Online services expand the reach, too. Telemedicine, which allows real-time remote consultations, along with an all-online service called My HealtheVet, can bring more care, to more places, and even into the veteran’s home.
My HealtheVet lets veterans look at their records, make appointments, refill prescriptions, and even talk with a provider
via secure email. Mial uses the service for her own medical needs. “Access is tremendously important,” says Mial, whose experience began in Virginia, then took her around the world before she returned to her North Carolina home. Her story – a vet returning home to North Carolina – illustrates the overall trend, and the VA’s response to that growth. “The VA has done a fantastic job.”
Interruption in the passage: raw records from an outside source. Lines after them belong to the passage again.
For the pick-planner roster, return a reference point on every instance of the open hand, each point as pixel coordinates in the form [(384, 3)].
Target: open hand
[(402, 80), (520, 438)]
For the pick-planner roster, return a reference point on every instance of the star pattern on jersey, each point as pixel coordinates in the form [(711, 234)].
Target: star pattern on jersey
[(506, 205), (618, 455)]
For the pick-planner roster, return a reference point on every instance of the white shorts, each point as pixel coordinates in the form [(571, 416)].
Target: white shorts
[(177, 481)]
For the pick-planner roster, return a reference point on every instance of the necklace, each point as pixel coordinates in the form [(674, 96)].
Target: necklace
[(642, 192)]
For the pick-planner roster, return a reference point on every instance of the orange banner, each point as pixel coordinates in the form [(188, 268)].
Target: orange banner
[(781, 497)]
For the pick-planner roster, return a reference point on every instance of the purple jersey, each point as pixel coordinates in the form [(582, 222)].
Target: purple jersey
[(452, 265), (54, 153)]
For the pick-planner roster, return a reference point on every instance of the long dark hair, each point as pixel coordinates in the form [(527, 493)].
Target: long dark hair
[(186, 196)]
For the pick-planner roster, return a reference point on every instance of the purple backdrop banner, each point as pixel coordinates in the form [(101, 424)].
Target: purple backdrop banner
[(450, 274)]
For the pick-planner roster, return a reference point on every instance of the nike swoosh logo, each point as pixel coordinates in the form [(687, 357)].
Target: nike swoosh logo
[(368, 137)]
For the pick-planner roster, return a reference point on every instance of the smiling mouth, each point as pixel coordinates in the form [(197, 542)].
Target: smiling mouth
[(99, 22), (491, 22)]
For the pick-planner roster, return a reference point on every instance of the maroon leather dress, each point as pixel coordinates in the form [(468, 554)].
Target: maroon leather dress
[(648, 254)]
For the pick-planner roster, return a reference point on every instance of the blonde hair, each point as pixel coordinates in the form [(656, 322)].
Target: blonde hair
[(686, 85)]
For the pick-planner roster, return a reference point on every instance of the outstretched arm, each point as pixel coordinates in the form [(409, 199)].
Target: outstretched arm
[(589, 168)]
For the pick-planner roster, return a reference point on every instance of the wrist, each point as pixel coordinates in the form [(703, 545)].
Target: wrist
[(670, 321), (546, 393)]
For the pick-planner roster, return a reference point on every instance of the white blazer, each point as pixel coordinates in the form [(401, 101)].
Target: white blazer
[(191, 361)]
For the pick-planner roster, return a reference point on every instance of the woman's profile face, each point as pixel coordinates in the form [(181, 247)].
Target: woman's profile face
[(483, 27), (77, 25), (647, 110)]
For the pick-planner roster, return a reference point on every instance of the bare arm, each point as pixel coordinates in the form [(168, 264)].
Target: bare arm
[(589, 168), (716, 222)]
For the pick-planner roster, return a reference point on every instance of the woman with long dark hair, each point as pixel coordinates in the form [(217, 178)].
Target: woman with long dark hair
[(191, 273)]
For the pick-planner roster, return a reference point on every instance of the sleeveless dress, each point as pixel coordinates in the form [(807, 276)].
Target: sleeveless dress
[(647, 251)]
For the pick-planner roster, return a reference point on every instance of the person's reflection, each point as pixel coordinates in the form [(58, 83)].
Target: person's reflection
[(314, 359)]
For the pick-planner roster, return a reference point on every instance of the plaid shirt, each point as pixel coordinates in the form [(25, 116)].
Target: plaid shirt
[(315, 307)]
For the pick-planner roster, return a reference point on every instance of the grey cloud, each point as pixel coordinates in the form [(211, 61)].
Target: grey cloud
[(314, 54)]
More than half of the VA population has diabetes, and it’s often compounded by other illnesses like high blood pressure, and congestive heart failure. VA providers focus on these conditions. “Nurses in the VA are working with prevention, and helping them become involved in their own care,” Cyrus says. That can mean providing them with monitoring equipment to watch their symptoms.
In a larger sense, the value of VA centers goes beyond the care veterans receive. VA research contributes in revolutionary ways to civilian medicine. Procedures like open-heart surgery, and kidney transplants; diagnostics like the CAT scan; and devices including the pacemaker and insulin pump, and prosthetic limbs arose from VA research. The Durham VA was key to developing the shingles vaccine, and nicotine patch, and the discovery that daily aspirin treatments could reduce death rates.
For older veterans, including those from WWII, the VA offers tailored services. There is Home Based Primary Care, and the Caring for Older Adults and Caregivers at Home program, or COACH, for veterans with dementia. “We’ve done a good job at finding those needs,” she says. “That’s one of the aspects that makes the VA unique.”